Insights UK Parliament calls for written evidence on Data Protection and Digital Information (No 2) Bill


Parliament is calling for written evidence on the Bill before the first sitting of the Public Bill Committee, when it will receive oral evidence, which is expected to be on Wednesday 10 May. The Committee is scheduled to report by 13 June 2023.

Those who wish to submit evidence are encouraged to do so as soon as possible so that the Committee has time to take it into consideration before it starts to scrutinise the Bill line by line. Once the Committee concludes its consideration of the Bill it will no longer be able to receive written evidence. Respondents should note that it can conclude earlier than the expected deadline of 5.00pm on 13 June.

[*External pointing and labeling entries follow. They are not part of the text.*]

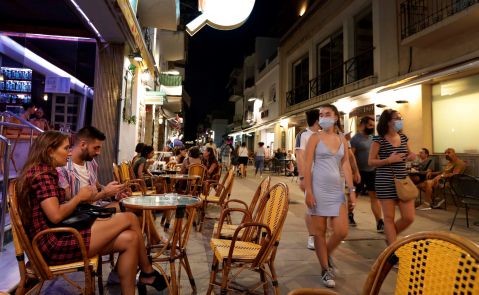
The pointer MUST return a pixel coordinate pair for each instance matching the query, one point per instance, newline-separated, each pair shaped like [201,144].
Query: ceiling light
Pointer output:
[221,14]
[137,56]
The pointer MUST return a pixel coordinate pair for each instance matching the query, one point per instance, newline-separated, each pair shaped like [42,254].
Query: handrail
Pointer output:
[6,170]
[26,123]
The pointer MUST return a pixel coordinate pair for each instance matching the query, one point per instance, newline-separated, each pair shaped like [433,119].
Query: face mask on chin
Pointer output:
[326,122]
[368,131]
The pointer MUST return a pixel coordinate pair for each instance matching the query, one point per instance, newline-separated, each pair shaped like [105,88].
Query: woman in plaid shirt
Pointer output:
[43,205]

Parliament has set out a useful summary of the Bill to assist respondents. The Bill has six parts and thirteen schedules:

  • Part 1 would make several changes to the existing UK data protection regime set out in the Data Protection Act 2018 (DPA) and the UK General Data Protection Regulation (UKGDPR). The changes would affect, among other things: (i) the definition of personal data; (ii) the processing of data for “legitimate interests”; (iii) subject access requests; (iv) automated decision-making; (v) scientific research; (vi) the obligations of data controllers and processors; (vii) international transfers of personal data; and (viii) intelligence service and national security processing.
  • Part 2 would regulate the provision of digital verification services through the creation of a trust framework, a register of providers, an information sharing gateway, and a trust mark.
  • Part 3 would allow data sharing to support the delivery of public services which benefit businesses or “undertakings” (e.g. those carrying on trade whether for profit or not for profit and bodies established for charitable purposes).
  • Part 4 would, among other things, increase fines for nuisance calls and texts under the Privacy and Electronic Communications Regulations (PECR); it would also introduce a new opt-out model for cookies to reduce the need for users to click through consent banners on every website they visit; in addition, Part 4 would: (i) update the way births and deaths are registered, moving from a paper-based system to an electronic register used by officials; and (ii) make it easier for elected representatives to process general personal data where necessary for the purposes of democratic engagement activities.
  • Part 5 would abolish the Information Commissioner’s Office and transfer its functions to an Information Commission; it would also make changes to the regulation and oversight of biometrics, CCTV, and the National DNA Database.
  • Part 6 contains final and procedural provisions relating to consequential amendments, powers for making regulations, interpretation, and the Bill’s commencement.